Class I heirs of a woman dying intestate are her husband and children2 min read . Updated: 18 Aug 2020, 10:17 PM IST
Perhaps the worst decision we can all make is to die without leaving a valid Last Will & Testament. That is to die Intestate, if you own more wealth in the form of property, possessions and financial products than the debts you owe
My father-in-law had a flat. After his death, the house was transferred in my mother-in-law’s name. He didn’t leave any will. After my mother-in-law dies, will the house be divided and given to their three children or can she give it to any one of them?
—Name withheld on request
We assume that you are Hindu by faith. Note that testamentary succession for Hindus is governed by the Indian Succession Act, 1925 and intestate succession is governed by the Hindu Succession Act, 1956. We assume that the property is registered in the mother-in-law’s name.
Post her demise, and in case she has not executed any testamentary document, the property would be divided equally among Class I heirs. Class I heirs of a female dying intestate would be her husband and children. Thus, upon her demise, the property would be divided between her children equally.

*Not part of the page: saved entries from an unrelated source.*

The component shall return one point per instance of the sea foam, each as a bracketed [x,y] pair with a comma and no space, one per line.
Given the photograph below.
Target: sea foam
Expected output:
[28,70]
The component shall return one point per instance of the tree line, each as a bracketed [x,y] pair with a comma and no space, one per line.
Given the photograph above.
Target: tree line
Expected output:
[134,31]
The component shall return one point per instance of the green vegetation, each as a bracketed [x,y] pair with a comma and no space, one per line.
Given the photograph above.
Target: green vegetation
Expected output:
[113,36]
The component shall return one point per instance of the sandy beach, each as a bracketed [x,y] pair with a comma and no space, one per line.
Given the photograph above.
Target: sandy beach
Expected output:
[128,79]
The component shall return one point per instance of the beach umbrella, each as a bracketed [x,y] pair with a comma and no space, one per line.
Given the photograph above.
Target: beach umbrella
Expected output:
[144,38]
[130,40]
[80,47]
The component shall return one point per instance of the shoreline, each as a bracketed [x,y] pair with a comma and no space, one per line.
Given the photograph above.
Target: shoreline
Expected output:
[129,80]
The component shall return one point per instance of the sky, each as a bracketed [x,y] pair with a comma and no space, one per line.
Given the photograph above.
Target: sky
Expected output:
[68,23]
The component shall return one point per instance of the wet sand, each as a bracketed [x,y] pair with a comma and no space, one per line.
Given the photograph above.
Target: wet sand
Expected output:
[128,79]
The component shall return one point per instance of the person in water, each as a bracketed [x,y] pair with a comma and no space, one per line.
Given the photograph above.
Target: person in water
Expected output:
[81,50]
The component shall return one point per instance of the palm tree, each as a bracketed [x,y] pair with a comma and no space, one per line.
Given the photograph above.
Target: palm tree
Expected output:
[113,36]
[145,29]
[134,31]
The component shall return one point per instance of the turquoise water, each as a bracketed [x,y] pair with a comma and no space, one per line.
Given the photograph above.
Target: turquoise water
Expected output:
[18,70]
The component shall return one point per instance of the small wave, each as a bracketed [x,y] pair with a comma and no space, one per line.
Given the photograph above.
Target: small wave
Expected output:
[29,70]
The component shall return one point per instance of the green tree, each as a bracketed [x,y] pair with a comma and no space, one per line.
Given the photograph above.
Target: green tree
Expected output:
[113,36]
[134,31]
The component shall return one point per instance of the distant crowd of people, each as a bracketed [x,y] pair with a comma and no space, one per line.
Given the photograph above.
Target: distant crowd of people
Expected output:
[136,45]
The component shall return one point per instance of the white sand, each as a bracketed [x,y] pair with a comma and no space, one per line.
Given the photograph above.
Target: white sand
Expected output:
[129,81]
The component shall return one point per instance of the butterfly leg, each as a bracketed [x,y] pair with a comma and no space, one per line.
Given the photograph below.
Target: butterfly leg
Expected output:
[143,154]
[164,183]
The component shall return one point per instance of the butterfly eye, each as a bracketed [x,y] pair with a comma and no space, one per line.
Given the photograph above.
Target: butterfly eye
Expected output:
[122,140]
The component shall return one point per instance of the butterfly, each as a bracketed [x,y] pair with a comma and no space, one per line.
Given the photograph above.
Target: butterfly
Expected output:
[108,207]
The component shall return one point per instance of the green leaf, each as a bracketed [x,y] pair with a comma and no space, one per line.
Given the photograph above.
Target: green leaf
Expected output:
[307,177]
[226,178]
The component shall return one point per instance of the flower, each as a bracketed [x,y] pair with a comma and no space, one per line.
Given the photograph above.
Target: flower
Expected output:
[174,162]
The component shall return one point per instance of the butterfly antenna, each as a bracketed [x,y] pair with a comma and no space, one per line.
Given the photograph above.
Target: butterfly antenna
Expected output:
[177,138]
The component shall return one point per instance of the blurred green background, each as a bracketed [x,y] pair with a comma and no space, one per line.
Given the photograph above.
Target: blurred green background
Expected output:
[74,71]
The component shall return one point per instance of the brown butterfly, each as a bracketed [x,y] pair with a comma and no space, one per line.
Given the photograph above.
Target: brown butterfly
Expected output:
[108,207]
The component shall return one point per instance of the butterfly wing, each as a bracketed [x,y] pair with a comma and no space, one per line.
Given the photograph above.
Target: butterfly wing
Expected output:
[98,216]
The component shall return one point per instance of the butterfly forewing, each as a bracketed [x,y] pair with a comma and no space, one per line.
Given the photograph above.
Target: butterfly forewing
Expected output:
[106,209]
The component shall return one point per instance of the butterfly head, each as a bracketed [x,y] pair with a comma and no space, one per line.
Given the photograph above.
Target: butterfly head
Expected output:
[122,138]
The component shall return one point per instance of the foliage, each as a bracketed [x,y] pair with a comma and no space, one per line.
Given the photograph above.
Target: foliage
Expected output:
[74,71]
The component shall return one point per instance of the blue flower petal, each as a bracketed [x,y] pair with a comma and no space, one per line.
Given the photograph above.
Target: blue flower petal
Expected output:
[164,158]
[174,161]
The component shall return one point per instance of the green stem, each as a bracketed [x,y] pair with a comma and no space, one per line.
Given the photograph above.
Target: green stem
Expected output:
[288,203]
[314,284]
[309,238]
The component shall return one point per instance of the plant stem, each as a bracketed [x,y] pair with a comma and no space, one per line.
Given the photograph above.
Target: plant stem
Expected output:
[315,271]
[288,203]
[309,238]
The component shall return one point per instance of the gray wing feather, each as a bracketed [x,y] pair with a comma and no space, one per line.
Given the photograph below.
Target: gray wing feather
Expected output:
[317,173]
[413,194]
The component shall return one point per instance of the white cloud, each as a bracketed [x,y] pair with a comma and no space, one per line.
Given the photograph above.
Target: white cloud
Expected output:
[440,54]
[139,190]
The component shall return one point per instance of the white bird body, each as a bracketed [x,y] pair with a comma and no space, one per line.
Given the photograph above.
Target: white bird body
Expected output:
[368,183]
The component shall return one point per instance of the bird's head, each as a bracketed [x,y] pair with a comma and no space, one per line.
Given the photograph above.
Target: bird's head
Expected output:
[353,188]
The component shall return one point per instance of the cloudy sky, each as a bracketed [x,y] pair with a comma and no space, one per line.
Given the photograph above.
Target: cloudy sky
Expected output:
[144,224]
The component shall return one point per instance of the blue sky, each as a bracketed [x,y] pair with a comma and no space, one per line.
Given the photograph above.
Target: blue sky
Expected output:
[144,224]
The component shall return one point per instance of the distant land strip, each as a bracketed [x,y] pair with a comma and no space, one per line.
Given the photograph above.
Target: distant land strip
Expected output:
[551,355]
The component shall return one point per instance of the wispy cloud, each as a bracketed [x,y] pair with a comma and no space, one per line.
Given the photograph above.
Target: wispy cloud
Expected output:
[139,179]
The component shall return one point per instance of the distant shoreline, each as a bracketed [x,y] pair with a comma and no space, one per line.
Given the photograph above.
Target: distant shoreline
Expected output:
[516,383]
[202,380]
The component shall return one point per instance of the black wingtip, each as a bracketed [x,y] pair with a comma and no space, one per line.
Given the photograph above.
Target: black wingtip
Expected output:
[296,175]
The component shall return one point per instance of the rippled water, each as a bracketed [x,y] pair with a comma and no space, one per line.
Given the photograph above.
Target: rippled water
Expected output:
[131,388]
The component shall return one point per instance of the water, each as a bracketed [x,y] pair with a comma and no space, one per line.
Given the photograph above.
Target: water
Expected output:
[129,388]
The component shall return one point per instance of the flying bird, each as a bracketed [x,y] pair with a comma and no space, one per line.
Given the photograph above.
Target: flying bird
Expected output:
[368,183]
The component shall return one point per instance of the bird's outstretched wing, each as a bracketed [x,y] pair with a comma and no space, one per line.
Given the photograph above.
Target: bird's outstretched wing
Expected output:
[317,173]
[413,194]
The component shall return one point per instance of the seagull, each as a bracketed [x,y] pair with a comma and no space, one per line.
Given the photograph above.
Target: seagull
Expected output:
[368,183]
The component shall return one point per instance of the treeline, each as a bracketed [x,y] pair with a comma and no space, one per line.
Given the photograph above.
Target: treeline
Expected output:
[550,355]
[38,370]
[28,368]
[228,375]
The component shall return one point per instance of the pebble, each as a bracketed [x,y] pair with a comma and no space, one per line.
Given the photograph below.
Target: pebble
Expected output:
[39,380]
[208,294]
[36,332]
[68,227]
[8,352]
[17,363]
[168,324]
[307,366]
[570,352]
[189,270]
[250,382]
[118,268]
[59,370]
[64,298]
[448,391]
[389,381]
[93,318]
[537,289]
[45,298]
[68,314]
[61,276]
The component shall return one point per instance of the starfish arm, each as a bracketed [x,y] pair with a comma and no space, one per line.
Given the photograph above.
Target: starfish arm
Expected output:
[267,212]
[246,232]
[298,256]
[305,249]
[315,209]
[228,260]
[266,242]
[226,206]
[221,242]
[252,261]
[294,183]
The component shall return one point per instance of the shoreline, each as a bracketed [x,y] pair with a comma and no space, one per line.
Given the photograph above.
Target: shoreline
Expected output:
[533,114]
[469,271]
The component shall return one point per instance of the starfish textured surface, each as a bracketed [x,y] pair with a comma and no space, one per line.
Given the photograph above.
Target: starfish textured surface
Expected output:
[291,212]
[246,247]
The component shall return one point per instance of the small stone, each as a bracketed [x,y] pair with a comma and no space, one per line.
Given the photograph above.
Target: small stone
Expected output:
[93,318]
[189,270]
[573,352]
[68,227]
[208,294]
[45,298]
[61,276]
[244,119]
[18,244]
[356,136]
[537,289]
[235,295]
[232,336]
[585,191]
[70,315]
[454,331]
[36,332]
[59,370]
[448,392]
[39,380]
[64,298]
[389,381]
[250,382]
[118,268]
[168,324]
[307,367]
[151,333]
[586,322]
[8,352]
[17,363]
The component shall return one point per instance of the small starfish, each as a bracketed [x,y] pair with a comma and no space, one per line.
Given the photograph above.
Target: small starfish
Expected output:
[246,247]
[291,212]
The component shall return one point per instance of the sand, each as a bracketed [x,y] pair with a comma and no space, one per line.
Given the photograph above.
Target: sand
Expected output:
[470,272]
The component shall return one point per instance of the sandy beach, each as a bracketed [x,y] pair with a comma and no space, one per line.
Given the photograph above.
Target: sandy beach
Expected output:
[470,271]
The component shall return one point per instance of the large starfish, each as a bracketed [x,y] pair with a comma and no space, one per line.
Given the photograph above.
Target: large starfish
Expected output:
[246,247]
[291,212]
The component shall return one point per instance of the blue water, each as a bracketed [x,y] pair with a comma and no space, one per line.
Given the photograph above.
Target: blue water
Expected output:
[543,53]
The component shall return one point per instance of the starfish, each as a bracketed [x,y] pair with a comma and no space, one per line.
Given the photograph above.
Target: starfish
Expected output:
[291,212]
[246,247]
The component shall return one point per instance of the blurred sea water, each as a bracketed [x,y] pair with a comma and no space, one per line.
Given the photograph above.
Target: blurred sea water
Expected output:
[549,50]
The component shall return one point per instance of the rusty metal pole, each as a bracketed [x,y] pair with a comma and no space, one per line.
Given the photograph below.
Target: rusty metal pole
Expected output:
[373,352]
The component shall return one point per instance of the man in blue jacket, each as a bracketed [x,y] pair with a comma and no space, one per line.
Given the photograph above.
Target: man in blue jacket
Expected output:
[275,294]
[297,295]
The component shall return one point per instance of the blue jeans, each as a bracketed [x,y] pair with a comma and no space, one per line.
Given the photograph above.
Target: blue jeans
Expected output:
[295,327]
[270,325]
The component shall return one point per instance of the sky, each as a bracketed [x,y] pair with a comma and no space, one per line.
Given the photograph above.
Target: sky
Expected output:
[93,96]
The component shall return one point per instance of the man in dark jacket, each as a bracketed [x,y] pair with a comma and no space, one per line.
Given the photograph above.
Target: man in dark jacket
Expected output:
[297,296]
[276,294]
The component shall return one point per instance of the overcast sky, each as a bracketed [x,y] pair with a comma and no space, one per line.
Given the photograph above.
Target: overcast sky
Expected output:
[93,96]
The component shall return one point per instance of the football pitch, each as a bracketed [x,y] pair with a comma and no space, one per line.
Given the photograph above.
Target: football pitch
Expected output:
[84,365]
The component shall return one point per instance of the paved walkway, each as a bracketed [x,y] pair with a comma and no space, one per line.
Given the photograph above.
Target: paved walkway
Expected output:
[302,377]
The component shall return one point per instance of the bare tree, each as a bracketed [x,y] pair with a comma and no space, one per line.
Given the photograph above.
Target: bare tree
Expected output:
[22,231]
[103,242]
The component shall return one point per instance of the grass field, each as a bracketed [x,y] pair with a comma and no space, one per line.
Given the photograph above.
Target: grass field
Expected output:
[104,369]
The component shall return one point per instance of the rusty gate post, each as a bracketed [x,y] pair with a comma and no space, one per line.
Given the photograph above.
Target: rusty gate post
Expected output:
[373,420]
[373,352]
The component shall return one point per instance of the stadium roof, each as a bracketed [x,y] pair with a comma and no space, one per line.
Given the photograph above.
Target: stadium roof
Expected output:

She may execute a will, bequeathing the property to any person she wishes. Further, she may also conduct a lifetime transfer of the property such as transfer to a trust for the benefit of her children, or even a direct lifetime gift to one of her children. We recommend she contacts a counsel and prepares a suitable will.
My grandfather had bought a property and made a house in my mother’s name. My mother’s sister was staying with us and my grandfather in this house. After his death, we found a written will by him on a paper stating that he is giving the property and the house to the sister with my mother’s consent. The will isn’t registered or signed by a witness. Is this document valid as my mother did not agree to what’s written?
—Name withheld on request
Section 63 of the Indian Succession Act (ISA), 1925 lays down the essentials for a valid will. A will can be executed by any person by affixing their signature, which would then need to be signed by two witnesses. It is not mandatory to register a will. Hence, the will executed does not meet the requirements and would not be valid. Hence, this property would be bequeathed in accordance with the intestate succession law.
Accordingly, upon the demise of your grandfather, his property would be divided equally among class I heirs—his wife and children. The property would be divided equally between your mother and her sister. Further, depending on the location of the property and other assets forming part of your grandfather’s estate, his heirs may file for letters of administration or succession certificate, as may be required to inherit the said assets.